SARS-CoV-2 infection serology: a useful tool to overcome lockdown?

Marzia Nuccetelli; Massimo Pieri; Sandro Grelli; Marco Ciotti; Roberto Miano; Massimo Andreoni; Sergio Bernardini

doi:10.1038/s41420-020-0275-2

SARS-CoV-2 infection serology: a useful tool to overcome lockdown?

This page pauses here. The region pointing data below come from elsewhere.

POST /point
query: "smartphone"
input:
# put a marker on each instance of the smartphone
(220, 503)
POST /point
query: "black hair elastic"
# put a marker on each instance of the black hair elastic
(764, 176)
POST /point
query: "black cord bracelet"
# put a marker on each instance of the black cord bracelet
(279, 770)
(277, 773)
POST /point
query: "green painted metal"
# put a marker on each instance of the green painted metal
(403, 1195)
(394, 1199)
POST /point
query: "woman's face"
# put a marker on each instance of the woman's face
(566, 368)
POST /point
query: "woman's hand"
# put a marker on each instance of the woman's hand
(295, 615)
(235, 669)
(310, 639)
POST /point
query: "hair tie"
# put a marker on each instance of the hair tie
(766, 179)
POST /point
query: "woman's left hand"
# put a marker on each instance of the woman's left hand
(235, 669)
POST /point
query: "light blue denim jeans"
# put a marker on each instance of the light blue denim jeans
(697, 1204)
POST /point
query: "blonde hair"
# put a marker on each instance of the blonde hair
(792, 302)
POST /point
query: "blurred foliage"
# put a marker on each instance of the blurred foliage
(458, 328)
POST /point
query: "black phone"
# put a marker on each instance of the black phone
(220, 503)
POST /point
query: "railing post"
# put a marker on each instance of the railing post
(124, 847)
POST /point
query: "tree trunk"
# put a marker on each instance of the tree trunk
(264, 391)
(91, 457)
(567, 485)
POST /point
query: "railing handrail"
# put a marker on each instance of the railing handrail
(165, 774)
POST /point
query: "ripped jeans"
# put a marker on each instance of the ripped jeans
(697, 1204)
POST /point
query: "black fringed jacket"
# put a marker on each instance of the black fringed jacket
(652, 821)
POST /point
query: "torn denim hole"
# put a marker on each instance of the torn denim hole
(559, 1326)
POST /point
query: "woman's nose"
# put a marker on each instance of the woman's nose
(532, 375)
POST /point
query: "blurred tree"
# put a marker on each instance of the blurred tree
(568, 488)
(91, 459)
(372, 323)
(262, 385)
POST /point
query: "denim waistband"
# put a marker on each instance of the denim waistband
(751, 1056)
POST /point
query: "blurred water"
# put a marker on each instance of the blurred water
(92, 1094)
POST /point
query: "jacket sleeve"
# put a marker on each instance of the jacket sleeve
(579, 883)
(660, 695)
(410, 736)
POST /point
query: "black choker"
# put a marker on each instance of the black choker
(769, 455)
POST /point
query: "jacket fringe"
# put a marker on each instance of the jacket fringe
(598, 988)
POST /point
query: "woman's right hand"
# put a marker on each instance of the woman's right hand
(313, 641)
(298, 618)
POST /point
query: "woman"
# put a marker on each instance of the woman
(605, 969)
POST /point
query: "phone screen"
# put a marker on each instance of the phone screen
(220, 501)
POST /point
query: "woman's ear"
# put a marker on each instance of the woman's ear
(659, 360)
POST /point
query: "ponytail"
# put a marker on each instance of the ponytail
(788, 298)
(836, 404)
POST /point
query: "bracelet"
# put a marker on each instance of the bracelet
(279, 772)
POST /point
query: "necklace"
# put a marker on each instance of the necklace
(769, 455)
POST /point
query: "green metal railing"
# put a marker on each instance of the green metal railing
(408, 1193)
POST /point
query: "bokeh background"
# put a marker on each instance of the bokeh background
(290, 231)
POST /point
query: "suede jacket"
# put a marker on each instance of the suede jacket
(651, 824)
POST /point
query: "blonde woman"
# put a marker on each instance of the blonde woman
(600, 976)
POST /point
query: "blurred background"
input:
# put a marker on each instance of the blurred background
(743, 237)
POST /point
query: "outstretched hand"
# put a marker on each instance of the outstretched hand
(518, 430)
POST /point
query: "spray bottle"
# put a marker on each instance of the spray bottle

Cell Death Discov. 2020 May 26:6:38. doi: 10.1038/s41420-020-0275-2. eCollection 2020.

Authors

Marzia Nuccetelli¹, Massimo Pieri², Sandro Grelli^{1

2}, Marco Ciotti¹, Roberto Miano³, Massimo Andreoni^{1

4}, Sergio Bernardini^{2

5}

Affiliations

¹ Tor Vergata University Hospital, Rome, Italy.
² Department of Experimental Medicine, University of Tor Vergata, Rome, Italy.
³ Department of Surgical Sciences, University of Tor Vergata, Rome, Italy.
⁴ Department of System Medicine, University of Tor Vergata, Rome, Italy.
⁵ IFCC Emerging Technologies Division, Milan, Italy.

Abstract

The outbreak of 2019 novel coronavirus disease (Covid-19) caused by SARS-CoV-2 has spread rapidly, inducing a progressive growth in infected patients number. Social isolation (lockdown) has been assessed to prevent and control virus diffusion, leading to a worldwide financial and political crisis. Currently, SARS-CoV-2 RNA detection in nasopharyngeal swab takes place by real-time PCR (RT-qPCR). However, molecular tests can give some false-negative results. In this context, serological assays can be useful to detect IgG/IgM antibodies, to assess the degree of immunization, to trace the contacts, and to support the decision to re-admit people at work. A lot of serological diagnostic kits have been proposed on the market but validation studies have not been published for many of them. The aim of our work was to compare and to evaluate different assays analytical performances (two different immunochromatographic cards, an immunofluorescence chromatographic card, and a chemiluminescence-automated immunoassay) on 43 positive samples with RT-qPCR-confirmed SARS-CoV-2 infection and 40 negative control subjects. Our data display excellent IgG/IgM specificities for all the immunocromatographic card tests (100% IgG and 100% IgM) and for the chemiluminescence-automated assay (100% IgG and 94% IgM); IgG/IgM sensitivities are moderately lower for all methods, probably due to the assay viral antigen's nature and/or to the detection time of nasopharyngeal swab RT-qPCR, with respect to symptoms onset. Given that sensitivities (around 94% and 84% for IgG and IgM, respectively) implicate false-negative cases and given the lack of effective vaccines or treatments, the only currently available procedure to reduce SARS-CoV-2 transmission is to identify and isolate persons who are contagious. For this reason, we would like to submit a flowchart in which serological tests, integrated with nasopharyngeal swab RT-qPCR, are included to help social and work activities implementation after the pandemic acute phase and to overcome lockdown.

Keywords: Immunochemistry; Viral infection.